Atomic operators, SSE/AVX, and OpenMP

I'm wondering if SSE/AVX operations such as addition and multiplication can be an atomic operation? The reason I ask this is that in OpenMP the atomic construct only works on a limited set of operators. It does not work on for example SSE/AVX additions.

Let's assume I had a datatype float4 that corresponds to a SSE register and that the addition operator is defined for float4 to do an SSE addition. In OpenMP I could do a reduction over an array with the following code:

float4 sum4 = 0.0f; //sets all four values to zero
#pragma omp parallel
{
    float4 sum_private = 0.0f;
    #pragma omp for nowait
    for(int i=0; i<N; i+=4) {
        float4 val = float4().load(&array[i]) //load four floats into a SSE register
        sum_private4 += val; //sum_private4 = _mm_addps(val,sum_private4)
    }
    #pragma omp critical
    sum4 += sum_private;
}
float sum = horizontal_sum(sum4); //sum4[0] + sum4[1] + sum4[2] + sum4[3]

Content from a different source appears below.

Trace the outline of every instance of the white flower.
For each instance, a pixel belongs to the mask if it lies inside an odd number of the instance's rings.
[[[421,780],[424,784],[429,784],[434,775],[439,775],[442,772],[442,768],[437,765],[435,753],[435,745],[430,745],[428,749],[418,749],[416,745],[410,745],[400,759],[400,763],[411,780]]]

But atomic is faster than critical in general and my instinct tells me SSE/AVX operations should be atomic (even if OpenMP does not support it). Is this a limitation of OpenMP? Could I use for example e.g. Intel Threading Building Blocks or pthreads to do this as an atomic operation?

Edit: Based on Jim Cownie's comment I created a new function which is the best solution. I verified that it gives the correct result.

float sum = 0.0f;
#pragma omp parallel reduction(+:sum)
{
    Vec4f sum4 = 0.0f;  
    #pragma omp for nowait
    for(int i=0; i<N; i+=4) {
        Vec4f val = Vec4f().load(&A[i]); //load four floats into a SSE register
        sum4 += val; //sum4 = _mm_addps(val,sum4)
    }
    sum += horizontal_add(sum4);
}

Edit: based on comments Jim Cownie and comments by Mystical at this thread OpenMP atomic _mm_add_pd I realize now that the reduction implementation in OpenMP does not necessarily use atomic operators and it's best to rely on OpenMP's reduction implementation rather than try to do it with atomic.

SSE & AVX in general are not atomic operations (but multiword CAS would sure be sweet).

You can use the combinable class template in tbb or ppl for more general purpose reductions and thread local initializations, think of it as a synchronized hash table indexed by thread id; it works just fine with OpenMP and doesn't spin up any extra threads on its own.

You can find examples on the tbb site and on msdn.

Regarding the comment, consider this code:

x = x + 5

You should really think of it as the following particularly when multiple threads are involved:

while( true ){
    oldValue = x
    desiredValue = oldValue + 5
    //this conditional is the atomic compare and swap
    if( x == oldValue )
       x = desiredValue
       break;
}

make sense?